Light and Seed Germination in Diverse Taxa
Light-mediated germination is a feature of a broad range of species with small (<1 mg) seeds and is under the control of phytochrome. However, an unusual phenomenon of dark-mediated dormancy release has been observed in some seeds.
Seed germination triggered by light exposure (positive photoblastism) has been determined in quantitative studies for cacti such as Browningia candelaris.

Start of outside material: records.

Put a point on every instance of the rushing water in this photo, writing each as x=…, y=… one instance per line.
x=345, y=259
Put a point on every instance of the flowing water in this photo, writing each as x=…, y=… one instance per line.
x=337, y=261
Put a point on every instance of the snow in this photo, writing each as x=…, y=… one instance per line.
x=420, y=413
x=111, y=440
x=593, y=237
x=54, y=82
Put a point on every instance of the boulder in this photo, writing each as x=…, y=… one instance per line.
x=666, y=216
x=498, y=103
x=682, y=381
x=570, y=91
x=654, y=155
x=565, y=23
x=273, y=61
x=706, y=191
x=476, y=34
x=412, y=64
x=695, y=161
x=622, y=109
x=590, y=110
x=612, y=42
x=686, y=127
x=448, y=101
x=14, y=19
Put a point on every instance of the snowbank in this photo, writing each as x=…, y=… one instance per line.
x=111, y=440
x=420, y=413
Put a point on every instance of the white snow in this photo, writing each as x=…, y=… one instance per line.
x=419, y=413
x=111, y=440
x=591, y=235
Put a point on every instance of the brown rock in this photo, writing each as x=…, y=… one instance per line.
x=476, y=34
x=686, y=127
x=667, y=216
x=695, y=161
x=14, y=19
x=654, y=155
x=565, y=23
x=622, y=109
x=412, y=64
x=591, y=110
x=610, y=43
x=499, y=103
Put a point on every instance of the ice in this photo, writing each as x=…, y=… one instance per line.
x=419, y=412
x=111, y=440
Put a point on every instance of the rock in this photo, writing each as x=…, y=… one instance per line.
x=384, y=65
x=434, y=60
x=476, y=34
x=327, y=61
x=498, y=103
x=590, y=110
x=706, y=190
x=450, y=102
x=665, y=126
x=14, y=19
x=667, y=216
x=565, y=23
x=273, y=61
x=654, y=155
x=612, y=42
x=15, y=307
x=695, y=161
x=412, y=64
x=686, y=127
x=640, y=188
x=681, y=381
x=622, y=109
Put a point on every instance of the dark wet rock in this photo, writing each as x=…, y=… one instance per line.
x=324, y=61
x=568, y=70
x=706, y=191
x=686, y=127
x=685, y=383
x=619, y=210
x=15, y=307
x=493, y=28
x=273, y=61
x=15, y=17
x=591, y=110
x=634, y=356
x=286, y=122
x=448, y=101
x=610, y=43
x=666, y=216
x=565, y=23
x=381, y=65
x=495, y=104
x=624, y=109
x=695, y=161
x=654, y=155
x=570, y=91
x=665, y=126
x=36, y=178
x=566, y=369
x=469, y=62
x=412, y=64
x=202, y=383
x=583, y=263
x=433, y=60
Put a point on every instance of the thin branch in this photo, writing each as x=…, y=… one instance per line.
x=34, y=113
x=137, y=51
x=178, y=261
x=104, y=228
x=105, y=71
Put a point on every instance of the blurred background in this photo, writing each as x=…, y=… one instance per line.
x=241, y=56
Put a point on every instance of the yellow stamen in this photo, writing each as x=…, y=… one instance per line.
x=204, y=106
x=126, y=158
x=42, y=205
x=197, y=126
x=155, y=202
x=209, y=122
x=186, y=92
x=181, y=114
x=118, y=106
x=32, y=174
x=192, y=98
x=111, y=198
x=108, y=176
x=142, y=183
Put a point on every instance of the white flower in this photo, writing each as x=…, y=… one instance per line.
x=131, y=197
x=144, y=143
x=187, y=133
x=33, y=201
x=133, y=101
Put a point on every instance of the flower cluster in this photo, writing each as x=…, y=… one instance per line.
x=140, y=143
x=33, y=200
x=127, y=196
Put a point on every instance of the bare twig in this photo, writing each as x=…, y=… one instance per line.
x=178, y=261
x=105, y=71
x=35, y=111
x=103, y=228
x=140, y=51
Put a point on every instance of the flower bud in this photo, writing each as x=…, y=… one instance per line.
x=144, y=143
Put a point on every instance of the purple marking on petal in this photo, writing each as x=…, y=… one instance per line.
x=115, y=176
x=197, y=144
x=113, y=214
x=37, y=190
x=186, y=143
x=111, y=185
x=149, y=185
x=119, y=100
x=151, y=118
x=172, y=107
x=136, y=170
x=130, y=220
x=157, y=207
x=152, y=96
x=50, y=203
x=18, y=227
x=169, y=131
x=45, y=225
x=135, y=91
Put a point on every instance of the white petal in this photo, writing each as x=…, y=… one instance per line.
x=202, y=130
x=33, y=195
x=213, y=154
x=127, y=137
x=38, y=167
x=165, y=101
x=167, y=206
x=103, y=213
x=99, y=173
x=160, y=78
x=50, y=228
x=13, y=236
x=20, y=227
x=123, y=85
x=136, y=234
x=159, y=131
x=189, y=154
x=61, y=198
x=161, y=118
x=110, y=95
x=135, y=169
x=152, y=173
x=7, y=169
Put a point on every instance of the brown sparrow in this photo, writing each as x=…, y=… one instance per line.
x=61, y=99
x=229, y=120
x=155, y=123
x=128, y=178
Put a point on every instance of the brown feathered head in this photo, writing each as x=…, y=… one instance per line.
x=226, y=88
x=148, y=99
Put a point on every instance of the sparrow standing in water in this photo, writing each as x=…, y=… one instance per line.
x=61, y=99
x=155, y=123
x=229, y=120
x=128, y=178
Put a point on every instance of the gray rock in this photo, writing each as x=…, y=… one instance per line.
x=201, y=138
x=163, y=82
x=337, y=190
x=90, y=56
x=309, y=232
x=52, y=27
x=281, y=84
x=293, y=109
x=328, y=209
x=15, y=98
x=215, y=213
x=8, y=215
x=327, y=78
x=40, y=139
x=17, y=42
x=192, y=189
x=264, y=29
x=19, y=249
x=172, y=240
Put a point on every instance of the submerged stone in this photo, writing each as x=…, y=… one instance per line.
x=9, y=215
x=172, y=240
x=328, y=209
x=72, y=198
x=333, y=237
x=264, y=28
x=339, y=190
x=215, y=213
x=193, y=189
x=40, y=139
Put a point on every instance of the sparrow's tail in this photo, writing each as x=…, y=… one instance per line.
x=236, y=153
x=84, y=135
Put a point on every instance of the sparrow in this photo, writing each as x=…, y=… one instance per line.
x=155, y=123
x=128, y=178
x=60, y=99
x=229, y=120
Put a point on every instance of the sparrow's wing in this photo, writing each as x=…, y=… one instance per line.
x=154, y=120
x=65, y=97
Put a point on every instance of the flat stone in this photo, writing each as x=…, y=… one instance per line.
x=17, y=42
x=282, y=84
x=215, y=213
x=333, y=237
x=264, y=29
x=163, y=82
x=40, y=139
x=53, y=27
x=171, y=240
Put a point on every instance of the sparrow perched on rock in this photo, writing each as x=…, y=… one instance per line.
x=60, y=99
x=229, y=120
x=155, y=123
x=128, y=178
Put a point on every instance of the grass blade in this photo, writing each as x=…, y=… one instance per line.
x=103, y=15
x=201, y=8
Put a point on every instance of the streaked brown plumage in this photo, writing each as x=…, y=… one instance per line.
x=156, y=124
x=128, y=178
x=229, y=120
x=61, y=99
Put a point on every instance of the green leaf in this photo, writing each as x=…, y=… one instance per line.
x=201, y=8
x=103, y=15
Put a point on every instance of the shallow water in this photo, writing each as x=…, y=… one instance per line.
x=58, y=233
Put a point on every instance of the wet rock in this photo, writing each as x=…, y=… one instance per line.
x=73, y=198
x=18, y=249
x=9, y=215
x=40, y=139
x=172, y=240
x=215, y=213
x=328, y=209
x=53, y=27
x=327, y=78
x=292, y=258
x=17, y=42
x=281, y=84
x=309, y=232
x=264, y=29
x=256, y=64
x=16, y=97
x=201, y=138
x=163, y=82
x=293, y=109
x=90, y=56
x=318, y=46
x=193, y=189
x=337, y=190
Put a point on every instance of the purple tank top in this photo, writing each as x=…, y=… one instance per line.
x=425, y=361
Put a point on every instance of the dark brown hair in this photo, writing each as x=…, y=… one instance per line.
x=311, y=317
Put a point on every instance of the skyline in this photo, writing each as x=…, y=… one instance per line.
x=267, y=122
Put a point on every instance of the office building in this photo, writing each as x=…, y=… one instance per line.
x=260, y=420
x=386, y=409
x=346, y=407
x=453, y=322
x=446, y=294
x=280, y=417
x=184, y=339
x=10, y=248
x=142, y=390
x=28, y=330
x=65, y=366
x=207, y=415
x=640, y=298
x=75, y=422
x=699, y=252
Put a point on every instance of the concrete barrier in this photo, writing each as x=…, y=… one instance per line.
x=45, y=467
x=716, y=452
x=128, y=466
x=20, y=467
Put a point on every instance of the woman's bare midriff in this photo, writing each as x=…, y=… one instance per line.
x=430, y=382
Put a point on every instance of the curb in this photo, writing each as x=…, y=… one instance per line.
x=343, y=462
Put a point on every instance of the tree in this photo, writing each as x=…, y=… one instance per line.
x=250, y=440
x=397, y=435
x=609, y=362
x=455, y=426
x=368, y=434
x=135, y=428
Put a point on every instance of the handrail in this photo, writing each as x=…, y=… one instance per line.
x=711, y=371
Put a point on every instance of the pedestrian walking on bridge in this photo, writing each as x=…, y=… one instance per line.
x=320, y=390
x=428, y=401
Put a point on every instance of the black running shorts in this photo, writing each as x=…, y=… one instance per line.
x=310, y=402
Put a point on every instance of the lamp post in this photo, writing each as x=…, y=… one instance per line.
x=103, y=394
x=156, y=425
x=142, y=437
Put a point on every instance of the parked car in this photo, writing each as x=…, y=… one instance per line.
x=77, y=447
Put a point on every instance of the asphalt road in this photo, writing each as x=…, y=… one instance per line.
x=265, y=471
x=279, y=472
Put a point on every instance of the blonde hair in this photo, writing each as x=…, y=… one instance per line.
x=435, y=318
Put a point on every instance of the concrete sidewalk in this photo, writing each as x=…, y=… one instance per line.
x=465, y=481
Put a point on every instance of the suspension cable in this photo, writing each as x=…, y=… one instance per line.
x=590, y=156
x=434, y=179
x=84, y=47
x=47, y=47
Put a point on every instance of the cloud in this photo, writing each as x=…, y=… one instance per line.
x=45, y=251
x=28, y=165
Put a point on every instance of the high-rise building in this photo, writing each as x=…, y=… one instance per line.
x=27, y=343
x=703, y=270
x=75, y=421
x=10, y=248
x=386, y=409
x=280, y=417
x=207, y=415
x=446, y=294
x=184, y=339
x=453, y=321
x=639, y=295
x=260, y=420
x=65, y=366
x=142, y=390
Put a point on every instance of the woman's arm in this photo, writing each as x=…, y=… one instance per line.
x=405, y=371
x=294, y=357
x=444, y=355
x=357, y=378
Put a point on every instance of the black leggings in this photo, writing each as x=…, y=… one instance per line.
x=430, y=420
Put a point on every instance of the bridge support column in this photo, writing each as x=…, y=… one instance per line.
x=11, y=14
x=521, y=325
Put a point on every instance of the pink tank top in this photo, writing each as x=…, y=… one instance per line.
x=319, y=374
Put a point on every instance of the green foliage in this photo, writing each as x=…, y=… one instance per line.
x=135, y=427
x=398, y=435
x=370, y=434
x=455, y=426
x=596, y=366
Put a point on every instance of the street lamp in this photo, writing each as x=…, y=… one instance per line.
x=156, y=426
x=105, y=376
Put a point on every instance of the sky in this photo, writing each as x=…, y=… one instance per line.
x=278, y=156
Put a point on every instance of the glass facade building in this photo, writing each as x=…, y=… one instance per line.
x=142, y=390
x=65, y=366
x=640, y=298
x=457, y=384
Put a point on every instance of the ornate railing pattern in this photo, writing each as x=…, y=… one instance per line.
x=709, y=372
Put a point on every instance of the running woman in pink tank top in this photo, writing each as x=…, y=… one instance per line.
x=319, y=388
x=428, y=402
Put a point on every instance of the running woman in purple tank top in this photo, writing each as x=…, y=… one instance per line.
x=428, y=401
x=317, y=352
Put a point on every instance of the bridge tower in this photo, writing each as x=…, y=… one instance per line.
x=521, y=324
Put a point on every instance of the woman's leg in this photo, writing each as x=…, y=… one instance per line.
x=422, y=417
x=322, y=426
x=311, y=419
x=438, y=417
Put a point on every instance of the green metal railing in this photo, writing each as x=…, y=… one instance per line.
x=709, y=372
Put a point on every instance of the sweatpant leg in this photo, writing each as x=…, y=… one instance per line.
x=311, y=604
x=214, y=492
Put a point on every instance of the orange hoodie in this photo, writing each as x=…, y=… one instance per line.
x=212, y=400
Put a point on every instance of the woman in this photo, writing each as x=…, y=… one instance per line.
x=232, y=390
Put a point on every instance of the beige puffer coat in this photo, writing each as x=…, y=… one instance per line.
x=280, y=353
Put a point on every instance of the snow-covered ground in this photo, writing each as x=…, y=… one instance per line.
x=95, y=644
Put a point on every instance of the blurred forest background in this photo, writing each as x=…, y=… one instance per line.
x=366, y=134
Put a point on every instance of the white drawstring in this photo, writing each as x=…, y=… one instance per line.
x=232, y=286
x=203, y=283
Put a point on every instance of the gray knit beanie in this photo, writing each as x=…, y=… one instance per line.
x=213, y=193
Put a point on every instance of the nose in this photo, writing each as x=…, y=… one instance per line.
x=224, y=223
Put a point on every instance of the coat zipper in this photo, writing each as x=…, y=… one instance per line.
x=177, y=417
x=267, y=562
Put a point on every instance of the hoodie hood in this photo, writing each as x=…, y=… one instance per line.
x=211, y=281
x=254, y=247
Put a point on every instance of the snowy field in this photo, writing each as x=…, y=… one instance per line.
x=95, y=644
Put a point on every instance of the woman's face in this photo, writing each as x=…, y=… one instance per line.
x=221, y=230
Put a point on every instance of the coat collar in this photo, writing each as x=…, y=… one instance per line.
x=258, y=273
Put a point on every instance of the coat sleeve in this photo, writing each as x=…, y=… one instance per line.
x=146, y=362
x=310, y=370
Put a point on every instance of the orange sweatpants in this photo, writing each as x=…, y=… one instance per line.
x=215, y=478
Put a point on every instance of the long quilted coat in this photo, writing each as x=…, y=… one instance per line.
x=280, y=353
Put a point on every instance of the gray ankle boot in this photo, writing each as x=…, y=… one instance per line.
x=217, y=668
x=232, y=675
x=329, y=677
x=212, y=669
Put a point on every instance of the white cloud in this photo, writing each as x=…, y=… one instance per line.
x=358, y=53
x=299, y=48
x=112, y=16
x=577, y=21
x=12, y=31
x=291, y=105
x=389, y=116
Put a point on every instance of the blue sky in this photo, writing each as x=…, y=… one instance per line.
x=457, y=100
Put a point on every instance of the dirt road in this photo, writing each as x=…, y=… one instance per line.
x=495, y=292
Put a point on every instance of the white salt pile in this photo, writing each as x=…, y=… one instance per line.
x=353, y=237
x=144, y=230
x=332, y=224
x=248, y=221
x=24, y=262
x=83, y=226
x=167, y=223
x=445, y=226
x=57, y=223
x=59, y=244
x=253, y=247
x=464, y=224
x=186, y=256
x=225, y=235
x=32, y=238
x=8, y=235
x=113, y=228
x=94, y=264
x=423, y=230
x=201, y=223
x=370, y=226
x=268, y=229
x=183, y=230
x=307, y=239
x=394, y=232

Seed germination triggered by light exposure (positive photoblastism) has been determined in quantitative studies for numerous plant families, including the cacti (Flores et al., 2011). In this family, across 136 species, we have observed that relative light germination (RLG) was lower for seeds from taller than shorter taxa and lower for taxa with heavier seeds than taxa with lighter seeds (Flores et al., 2011). These trends agree with the expectation for small-seeded species to have a light requirement to germinate more often than large-seeded species. For example, the large seeds (13 mg) of the endemic small tree of Central-Eastern Sardinia, Rhamnus persicifolia, are not light responsive (Mattana et al., 2009). However, there can be a seed size – seed number trade-off, as smaller seeds are produced in greater number but have a lower probability of establishment (Daws et al., 2007). We confirmed this expectation for nine neotropical gap-dependent tree species with seed dry mass < 1 mg, as the seeds were photoblastic and had a lower than expected root growth extension rate that contributed to reduced establishment success (Daws et al., 2007).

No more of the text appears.